Here’s what I really want to say. The reason I support marriage equality is because I support humans. I think it is cruel and dehumanizing when people are disallowed to marry someone they love, when they are told their identity is faulty and evil, when they are told they are lying about their identity, when they are ridiculed and belittled and marginalized and barred from equal civil rights, when people turn a blind eye to the bullying and threats presented against.
So when I feel angry at the people instigating these cruelties, I want to belittle and dehumanize right back. Sometimes it feels good. But I don’t think it is ever right. And more than that, I don’t think it is ever helpful.
I say this because I used to be one of them.
I grew up in the church and in high school became very serious about my beliefs. I wanted to be good, I wanted to obey God and listen to my conscience and uphold the Bible. I argued in my politics classes against marriage equality. I wrote essays on how refusing marriage equality was constitutional. I laughed at jokes about ‘plumbing’ and pitied people who had been “deceived into living a sinful lifestyle”.
But I changed my mind.
It wasn’t because anyone called me a bigot. In fact, no one ever did. Yes, I had disagreements and arguments, but I wasn’t called names, never felt belittled.
When I went to university I wanted to study the Bible more. I took a degree in Theology. I learned a lot. I actually read the Bible. I listened long and hard to what my conscience had to tell me. And I changed my mind. I discovered that humanness matters; humanness is a big deal; humanness is a state of being that deserves respect, kindness, patience and graciousness. It was no longer the sanctity of marriage I felt compelled to uphold, but the sanctity of humans.
When I see things like North Carolina’s overwhelming disapproval of marriage equality, I feel anger, despair, confusion.
And then I remember myself.
Ten years ago I would have cheered. I would have thanked God. If I still believed that way, today I would have gone to twitter to take smug satisfaction from all the angry people calling me a bigot, proud of myself for believing something despite being ridiculed.

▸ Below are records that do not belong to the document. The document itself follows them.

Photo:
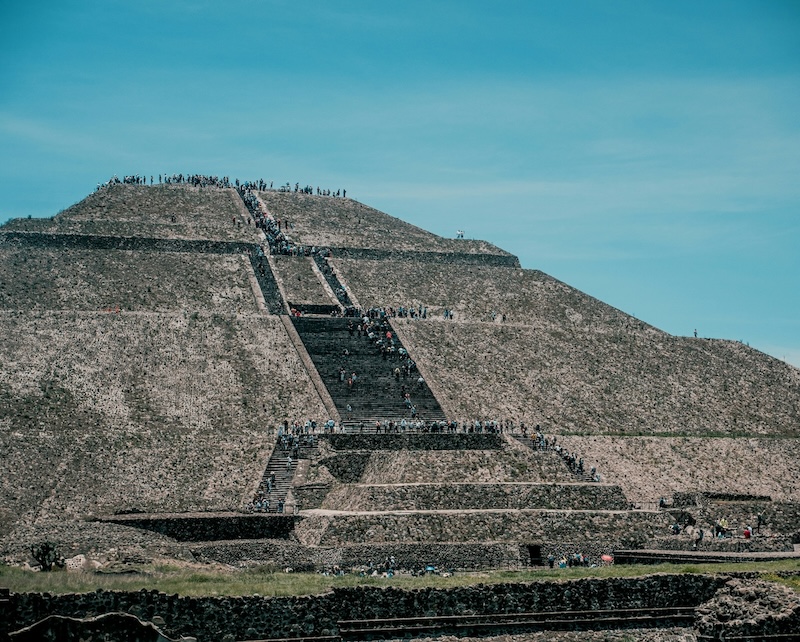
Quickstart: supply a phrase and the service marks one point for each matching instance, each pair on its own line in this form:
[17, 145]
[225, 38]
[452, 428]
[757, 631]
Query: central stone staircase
[377, 394]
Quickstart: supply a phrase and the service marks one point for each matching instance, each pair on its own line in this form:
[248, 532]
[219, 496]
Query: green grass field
[267, 582]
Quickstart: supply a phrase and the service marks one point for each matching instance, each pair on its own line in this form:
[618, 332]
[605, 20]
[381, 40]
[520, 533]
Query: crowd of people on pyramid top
[195, 180]
[205, 180]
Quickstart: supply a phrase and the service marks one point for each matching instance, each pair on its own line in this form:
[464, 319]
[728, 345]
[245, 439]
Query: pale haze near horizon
[647, 154]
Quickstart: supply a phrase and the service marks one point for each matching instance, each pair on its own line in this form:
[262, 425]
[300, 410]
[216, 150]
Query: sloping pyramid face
[148, 359]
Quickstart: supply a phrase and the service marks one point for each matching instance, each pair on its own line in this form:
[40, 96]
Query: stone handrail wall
[411, 256]
[476, 496]
[209, 619]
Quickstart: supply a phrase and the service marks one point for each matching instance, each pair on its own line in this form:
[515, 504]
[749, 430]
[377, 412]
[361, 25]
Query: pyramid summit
[292, 375]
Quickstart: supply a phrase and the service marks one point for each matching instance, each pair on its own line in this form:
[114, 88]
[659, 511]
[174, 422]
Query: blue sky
[647, 153]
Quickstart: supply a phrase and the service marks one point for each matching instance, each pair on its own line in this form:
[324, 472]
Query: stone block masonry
[209, 619]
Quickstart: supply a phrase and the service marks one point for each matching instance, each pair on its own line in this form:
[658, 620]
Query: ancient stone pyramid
[156, 340]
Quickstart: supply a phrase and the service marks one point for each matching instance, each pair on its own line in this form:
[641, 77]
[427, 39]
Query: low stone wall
[690, 498]
[414, 441]
[209, 619]
[201, 528]
[616, 529]
[476, 496]
[279, 555]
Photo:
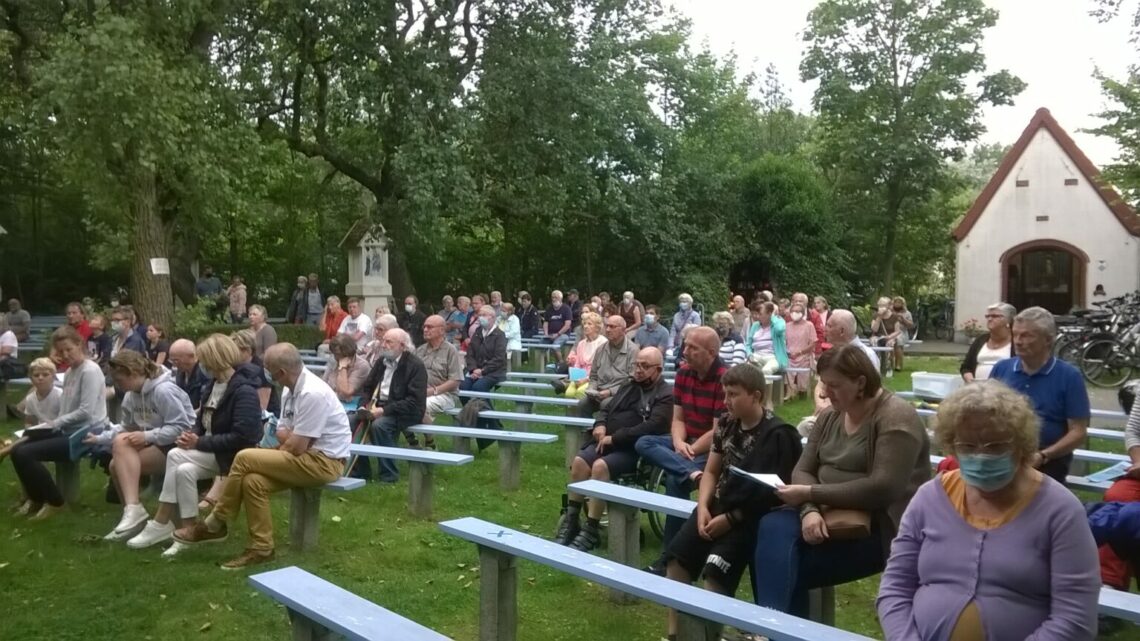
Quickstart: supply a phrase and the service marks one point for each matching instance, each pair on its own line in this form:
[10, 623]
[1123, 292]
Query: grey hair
[1008, 310]
[1040, 318]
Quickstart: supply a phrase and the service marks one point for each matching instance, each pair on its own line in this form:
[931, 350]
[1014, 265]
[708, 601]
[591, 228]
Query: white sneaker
[133, 520]
[173, 550]
[152, 534]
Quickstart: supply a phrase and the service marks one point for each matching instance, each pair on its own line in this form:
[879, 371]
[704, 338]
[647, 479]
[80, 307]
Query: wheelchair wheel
[654, 481]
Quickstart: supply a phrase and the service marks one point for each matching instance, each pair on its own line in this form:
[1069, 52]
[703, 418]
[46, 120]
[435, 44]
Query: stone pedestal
[367, 248]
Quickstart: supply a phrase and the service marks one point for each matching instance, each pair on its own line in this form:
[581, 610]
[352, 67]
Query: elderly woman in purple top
[994, 550]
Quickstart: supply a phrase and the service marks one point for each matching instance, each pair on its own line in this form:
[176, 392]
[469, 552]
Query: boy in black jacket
[718, 538]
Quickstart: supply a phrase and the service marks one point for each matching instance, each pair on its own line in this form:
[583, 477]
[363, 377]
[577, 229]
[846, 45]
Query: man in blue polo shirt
[1055, 388]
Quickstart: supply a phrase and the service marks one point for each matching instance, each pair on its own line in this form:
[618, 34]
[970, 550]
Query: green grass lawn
[58, 585]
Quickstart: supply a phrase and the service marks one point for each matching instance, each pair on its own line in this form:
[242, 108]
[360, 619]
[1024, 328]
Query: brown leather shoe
[250, 558]
[198, 533]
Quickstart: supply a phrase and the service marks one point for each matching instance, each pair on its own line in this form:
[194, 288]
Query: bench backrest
[689, 599]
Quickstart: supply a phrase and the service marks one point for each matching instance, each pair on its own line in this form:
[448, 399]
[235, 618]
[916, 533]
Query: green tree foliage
[901, 89]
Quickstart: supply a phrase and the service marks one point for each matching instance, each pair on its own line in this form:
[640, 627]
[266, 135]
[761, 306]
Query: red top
[701, 399]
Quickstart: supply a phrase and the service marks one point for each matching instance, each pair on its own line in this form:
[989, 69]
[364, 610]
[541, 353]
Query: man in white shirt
[841, 330]
[357, 324]
[315, 436]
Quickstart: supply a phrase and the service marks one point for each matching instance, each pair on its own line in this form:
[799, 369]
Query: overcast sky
[1052, 45]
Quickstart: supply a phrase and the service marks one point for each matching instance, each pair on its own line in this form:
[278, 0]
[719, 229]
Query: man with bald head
[188, 374]
[315, 436]
[841, 329]
[641, 407]
[698, 403]
[396, 391]
[611, 367]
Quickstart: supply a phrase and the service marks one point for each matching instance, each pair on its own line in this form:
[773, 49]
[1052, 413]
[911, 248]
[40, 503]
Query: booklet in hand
[768, 480]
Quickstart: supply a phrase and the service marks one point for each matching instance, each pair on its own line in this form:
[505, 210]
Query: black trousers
[27, 459]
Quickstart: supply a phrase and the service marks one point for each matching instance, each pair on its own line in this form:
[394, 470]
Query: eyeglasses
[995, 447]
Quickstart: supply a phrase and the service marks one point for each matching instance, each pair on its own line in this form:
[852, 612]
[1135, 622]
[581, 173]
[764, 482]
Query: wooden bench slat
[521, 398]
[689, 599]
[634, 497]
[414, 455]
[338, 609]
[345, 484]
[1120, 605]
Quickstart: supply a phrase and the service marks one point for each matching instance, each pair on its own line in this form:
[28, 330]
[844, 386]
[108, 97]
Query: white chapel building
[1045, 230]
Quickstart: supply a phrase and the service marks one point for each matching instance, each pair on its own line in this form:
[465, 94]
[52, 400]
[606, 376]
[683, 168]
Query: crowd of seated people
[858, 498]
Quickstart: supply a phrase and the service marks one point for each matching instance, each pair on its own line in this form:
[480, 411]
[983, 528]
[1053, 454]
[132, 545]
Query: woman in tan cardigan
[865, 457]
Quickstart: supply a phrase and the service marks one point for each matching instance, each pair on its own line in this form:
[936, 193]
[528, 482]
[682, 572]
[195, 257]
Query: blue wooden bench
[317, 610]
[510, 446]
[625, 503]
[304, 511]
[699, 610]
[573, 426]
[420, 470]
[1120, 605]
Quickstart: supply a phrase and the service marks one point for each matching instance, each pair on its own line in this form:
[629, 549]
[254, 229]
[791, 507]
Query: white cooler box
[934, 387]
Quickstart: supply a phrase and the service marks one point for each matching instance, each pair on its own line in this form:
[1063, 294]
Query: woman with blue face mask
[994, 550]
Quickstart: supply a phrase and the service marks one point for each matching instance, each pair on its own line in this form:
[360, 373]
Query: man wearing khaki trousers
[314, 433]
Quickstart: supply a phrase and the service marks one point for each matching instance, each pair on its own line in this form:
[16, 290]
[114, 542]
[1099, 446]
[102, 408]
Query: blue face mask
[987, 472]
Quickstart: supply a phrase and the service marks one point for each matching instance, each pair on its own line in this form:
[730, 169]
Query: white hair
[1040, 318]
[404, 339]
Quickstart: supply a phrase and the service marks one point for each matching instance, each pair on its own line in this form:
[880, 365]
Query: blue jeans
[784, 567]
[384, 432]
[482, 383]
[658, 449]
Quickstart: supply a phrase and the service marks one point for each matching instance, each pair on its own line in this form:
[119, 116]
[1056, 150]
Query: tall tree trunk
[894, 210]
[149, 292]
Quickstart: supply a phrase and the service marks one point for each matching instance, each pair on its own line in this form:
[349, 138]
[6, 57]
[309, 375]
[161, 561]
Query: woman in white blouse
[991, 347]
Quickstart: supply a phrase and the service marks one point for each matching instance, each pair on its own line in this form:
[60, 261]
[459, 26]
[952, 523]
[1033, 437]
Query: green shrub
[303, 337]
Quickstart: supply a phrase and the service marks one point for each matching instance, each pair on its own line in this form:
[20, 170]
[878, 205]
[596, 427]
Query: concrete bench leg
[510, 464]
[572, 438]
[304, 518]
[307, 630]
[420, 486]
[625, 542]
[67, 481]
[821, 605]
[692, 629]
[461, 445]
[498, 601]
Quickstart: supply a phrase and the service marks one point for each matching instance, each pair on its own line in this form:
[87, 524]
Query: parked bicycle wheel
[1069, 348]
[1106, 363]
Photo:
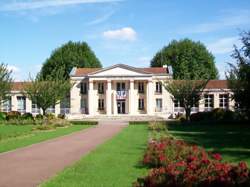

This is the person I have to see in the 61% of voters who disallowed marriage equality. It’s harder to hate them when I see my own face looking back. It’s harder to think I can change their minds with anger, with righteousness, with indignation.
And it’s harder to believe there is no hope.
The fight to uphold the sanctity of humans is not over yet.
(I know the vote has caused pain to many people, and the pain and anger need an outlet. I do not mean to say that anyone feeling anger and pain must hold in their feelings or ignore them. I hope and pray that all people distressed by the vote have someone, or even many people, whom they can turn to for comfort and hope. My comments here are regarding the general approach to public discourse.)